Information on the Web

There are two different approaches to finding information for your research project on the Web:

  • Using the Open Web:
    This would include using resources that are available openly on the Web to anyone.
     
  • Using the Library's Online Resources:
    Including database subscriptions, subject guides, full-text articles, and other resources found through your library's website.
     

There are benefits and drawbacks to using each approach, and they also share a lot of overlapping qualities.

The Open Web

The information you can find on the Web by using search engines and by typing a URL directly into your browser's address bar is information that is open to anyone who has access to the Web.

Strengths:

  • Contains very current information like stock prices and news stories
  • Includes information from professional organizations and blogs 
  • There are billions of web pages available
  • Useful for services such as job hunting, travel services, and shopping

Weaknesses:

  • Information may be inaccurate or biased because no one is reviewing the content
  • There is so much information available that it is hard to find what you are looking for
  • The information isn't organized

The Library Online

The Library's website is an ideal place to find information for your research because it was built with that purpose in mind!
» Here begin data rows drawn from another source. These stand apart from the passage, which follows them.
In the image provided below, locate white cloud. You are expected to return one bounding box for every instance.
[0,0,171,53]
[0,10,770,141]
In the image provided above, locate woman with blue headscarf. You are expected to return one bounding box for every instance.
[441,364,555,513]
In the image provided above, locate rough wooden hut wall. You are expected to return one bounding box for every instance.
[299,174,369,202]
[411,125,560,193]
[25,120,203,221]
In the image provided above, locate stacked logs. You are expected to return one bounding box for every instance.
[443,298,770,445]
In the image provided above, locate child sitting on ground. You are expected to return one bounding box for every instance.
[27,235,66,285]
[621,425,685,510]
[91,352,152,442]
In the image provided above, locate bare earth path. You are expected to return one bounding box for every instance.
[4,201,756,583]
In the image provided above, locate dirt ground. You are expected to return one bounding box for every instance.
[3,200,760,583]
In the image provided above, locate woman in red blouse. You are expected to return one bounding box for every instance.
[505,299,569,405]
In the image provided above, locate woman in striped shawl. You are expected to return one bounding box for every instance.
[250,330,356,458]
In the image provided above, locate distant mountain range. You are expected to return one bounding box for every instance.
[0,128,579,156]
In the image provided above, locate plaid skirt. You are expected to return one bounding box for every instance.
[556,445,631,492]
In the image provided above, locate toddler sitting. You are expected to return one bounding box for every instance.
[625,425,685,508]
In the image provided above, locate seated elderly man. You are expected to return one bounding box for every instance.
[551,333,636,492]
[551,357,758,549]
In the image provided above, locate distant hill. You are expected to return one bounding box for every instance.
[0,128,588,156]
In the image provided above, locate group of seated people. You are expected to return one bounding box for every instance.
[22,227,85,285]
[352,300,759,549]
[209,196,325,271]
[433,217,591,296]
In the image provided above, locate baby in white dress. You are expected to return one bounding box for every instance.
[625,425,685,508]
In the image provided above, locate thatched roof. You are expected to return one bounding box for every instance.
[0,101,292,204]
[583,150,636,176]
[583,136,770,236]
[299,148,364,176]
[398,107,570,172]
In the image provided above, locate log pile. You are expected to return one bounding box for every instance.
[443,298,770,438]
While anyone can browse through the website, only Edgewood students, faculty & staff have access to many paid scholarly resources.

Strengths:

  • The library pays for access to electronic databases, full-text journals, and ebooks 
  • Information has been carefully chosen and reviewed by librarians 
  • The information is organized

Weaknesses:

  • May not include the most current information on some topics
  • The amount of information may be limited for some topics

Library & Open Web Overlap

There can be some overlap between the library's online resources and things that can be found openly on the Web. Here are a few examples:

  • Google Scholar, which is an electronic database similar to ones that the library pays for, is free and open to the public at https://scholar.google.com
  • A search engine may retrieve full-text articles that the library subscribes to (but if a search engines retrieves an article that requires a fee you should first check to see if you can obtain it through the library for free).
  • WorldCat is a library database that contains information about thousands of books and lists the libraries that own each one. This database is also free and open to the public at http://www.worldcat.org.
  • Wikipedia might be convenient for quick facts, but it isn't a reliable source of scholarly information. However, many Wikipedia articles do quote scholarly resources, so always go directly to the original source of the information.

venn diagram

Which is Best?

Both the online resources offered by the Library and the open information available on the Web may be useful for your research. Some professors prefer students to use only Library resources, and some research projects require information that cannot be found at the Library. You may prefer to use both and decided for yourself which is the best approach.

No matter what your approach, a librarian will always be able to help you navigate online resources.